Systematic quantification of complex metabolic flux networks using stable isotopes and mass spectrometry.

Metabolic fluxes provide a detailed metric of the cellular metabolic phenotype. Fluxes are estimated indirectly from available measurements and various methods have been developed for this purpose. Of particular interest are methods making use of stable isotopic tracers as they enable the estimation of fluxes at a high resolution. In this paper, we present data validating the use of mass spectrometry (MS) for the quantification of complex metabolic flux networks. In the context of the lysine biosynthesis flux network of Corynebacterium glutamicum (ATCC 21799) under glucose limitation in continuous culture, operating at 0.1 x h(-1) after the introduction of 50% [1-13C]glucose, we deploy a bioreaction network analysis methodology for flux determination from mass isotopomer measurements of biomass hydrolysates, while thoroughly addressing the issues of measurement accuracy, flux observability and data reconciliation.
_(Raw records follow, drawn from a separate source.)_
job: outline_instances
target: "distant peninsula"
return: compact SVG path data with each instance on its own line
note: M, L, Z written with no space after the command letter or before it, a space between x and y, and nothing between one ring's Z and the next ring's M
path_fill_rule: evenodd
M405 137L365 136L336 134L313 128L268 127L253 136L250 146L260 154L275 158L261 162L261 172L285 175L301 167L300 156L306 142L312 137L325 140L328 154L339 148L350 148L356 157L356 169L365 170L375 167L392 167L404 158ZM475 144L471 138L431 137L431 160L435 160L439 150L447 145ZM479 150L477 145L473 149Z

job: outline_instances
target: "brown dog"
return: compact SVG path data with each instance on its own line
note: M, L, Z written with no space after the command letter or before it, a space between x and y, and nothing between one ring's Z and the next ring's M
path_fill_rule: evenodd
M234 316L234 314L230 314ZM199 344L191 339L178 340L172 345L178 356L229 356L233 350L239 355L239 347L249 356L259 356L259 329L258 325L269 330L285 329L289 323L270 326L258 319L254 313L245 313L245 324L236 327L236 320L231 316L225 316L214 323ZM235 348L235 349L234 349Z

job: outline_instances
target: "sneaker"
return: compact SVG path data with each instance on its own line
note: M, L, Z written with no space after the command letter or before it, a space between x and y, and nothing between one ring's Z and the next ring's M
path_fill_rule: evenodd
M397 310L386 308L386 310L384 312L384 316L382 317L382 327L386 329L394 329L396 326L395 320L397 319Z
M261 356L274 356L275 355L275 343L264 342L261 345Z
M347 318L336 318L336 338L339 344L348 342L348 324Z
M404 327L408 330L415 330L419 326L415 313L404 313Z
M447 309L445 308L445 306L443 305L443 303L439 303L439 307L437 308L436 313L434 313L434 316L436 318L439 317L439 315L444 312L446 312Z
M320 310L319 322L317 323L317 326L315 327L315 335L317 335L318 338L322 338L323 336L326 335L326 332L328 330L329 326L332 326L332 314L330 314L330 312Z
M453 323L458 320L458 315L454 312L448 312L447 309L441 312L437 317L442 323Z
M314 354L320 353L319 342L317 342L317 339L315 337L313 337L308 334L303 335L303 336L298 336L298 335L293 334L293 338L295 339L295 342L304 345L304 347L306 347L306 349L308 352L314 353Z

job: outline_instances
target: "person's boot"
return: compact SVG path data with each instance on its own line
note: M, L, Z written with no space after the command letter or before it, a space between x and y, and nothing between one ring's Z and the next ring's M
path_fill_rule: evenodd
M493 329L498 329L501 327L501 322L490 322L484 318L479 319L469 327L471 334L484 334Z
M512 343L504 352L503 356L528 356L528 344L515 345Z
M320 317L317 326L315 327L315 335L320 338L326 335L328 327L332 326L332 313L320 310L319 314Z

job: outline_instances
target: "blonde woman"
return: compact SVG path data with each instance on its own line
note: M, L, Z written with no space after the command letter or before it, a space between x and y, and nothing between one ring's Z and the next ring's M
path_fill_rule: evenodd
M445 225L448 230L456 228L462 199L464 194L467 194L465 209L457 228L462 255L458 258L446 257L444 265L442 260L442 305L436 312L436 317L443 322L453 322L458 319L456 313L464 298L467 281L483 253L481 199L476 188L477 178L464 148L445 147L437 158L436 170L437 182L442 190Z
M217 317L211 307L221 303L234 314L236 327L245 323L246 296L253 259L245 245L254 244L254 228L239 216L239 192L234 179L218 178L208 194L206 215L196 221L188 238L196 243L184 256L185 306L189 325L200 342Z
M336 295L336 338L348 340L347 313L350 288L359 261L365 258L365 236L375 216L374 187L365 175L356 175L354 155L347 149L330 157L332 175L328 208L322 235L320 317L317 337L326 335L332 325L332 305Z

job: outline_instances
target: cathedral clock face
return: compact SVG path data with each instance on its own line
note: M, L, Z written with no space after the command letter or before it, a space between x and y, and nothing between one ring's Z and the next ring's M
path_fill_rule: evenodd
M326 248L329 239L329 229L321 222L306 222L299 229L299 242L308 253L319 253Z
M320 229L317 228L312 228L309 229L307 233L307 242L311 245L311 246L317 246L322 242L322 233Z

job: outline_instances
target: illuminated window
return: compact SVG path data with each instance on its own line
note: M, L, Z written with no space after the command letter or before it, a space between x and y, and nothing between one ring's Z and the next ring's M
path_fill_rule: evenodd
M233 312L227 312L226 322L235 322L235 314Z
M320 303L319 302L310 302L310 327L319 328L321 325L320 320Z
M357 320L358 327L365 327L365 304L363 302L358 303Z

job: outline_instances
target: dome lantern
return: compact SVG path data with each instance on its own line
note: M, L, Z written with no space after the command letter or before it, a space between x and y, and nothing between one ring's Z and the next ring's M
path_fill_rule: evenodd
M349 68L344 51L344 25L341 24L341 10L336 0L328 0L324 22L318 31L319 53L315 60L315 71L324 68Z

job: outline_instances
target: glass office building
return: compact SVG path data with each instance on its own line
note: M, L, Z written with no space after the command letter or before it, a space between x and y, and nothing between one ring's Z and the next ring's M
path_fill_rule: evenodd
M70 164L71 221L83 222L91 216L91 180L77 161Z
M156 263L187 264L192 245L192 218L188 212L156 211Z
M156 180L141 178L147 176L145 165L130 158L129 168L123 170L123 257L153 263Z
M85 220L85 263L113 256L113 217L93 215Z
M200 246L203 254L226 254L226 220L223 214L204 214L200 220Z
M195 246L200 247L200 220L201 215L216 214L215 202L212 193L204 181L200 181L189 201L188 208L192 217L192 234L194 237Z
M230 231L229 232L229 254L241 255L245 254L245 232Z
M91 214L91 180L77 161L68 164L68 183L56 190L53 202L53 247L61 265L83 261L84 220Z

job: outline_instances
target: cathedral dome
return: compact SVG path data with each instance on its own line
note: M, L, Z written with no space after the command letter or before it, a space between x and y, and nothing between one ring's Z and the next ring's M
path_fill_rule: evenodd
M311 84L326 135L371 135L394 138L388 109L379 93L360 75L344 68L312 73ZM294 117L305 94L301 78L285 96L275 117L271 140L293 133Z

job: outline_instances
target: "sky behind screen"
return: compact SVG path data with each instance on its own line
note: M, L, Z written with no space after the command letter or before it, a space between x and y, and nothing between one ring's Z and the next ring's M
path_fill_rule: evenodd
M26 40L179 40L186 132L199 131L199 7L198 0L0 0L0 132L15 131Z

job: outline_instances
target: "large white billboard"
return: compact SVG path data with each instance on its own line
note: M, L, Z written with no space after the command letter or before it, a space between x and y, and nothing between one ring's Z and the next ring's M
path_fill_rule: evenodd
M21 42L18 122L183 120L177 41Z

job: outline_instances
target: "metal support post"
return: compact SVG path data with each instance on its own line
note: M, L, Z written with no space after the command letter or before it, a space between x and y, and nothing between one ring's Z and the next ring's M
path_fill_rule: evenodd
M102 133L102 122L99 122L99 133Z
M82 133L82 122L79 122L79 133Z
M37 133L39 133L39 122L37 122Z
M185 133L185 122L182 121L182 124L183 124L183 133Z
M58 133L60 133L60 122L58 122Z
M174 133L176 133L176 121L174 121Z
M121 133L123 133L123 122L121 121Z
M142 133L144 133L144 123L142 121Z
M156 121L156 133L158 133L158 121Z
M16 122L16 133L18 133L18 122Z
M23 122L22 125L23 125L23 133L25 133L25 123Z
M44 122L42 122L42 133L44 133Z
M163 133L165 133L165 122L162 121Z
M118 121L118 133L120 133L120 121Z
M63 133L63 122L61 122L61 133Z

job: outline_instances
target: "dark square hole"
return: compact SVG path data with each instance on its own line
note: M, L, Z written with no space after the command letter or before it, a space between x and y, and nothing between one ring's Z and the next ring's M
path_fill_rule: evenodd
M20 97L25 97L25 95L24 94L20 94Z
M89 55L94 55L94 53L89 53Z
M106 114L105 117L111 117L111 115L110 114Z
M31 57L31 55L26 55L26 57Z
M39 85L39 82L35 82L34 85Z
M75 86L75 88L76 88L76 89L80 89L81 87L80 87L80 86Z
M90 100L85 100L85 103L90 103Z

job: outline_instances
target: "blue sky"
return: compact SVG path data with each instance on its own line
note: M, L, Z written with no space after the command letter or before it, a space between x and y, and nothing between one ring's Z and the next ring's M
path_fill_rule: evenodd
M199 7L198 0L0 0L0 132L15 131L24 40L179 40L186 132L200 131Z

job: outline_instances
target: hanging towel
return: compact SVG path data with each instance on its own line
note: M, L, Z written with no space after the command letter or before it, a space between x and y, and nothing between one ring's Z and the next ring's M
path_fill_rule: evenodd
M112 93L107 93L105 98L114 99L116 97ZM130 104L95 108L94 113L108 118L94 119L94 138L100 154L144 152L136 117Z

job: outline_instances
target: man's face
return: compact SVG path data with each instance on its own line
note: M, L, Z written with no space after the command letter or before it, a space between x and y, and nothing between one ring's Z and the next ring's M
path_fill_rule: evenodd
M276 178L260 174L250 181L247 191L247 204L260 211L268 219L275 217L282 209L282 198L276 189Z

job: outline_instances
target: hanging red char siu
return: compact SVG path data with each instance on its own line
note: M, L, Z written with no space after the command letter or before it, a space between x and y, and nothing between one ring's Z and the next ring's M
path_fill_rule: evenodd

The analysis enabled the resolution of the involved anaplerotic activity of the microorganism using only one labeled substrate, the determination of the range of most of the exchange fluxes and the validation of the flux estimates through satisfaction of redundancies. Specifically, we determined that phosphoenolpyruvate carboxykinase and synthase do not carry flux at these experimental conditions and identified a high futile cycle between oxaloacetate and pyruvate, indicating a highly active in vivo oxaloacetate decarboxylase. Both results validated previous in vitro activity measurements. The flux estimates obtained passed the chi2 statistical test. This is a very important result considering that prior flux analyses of extensive metabolic networks from isotopic measurements have failed criteria of statistical consistency.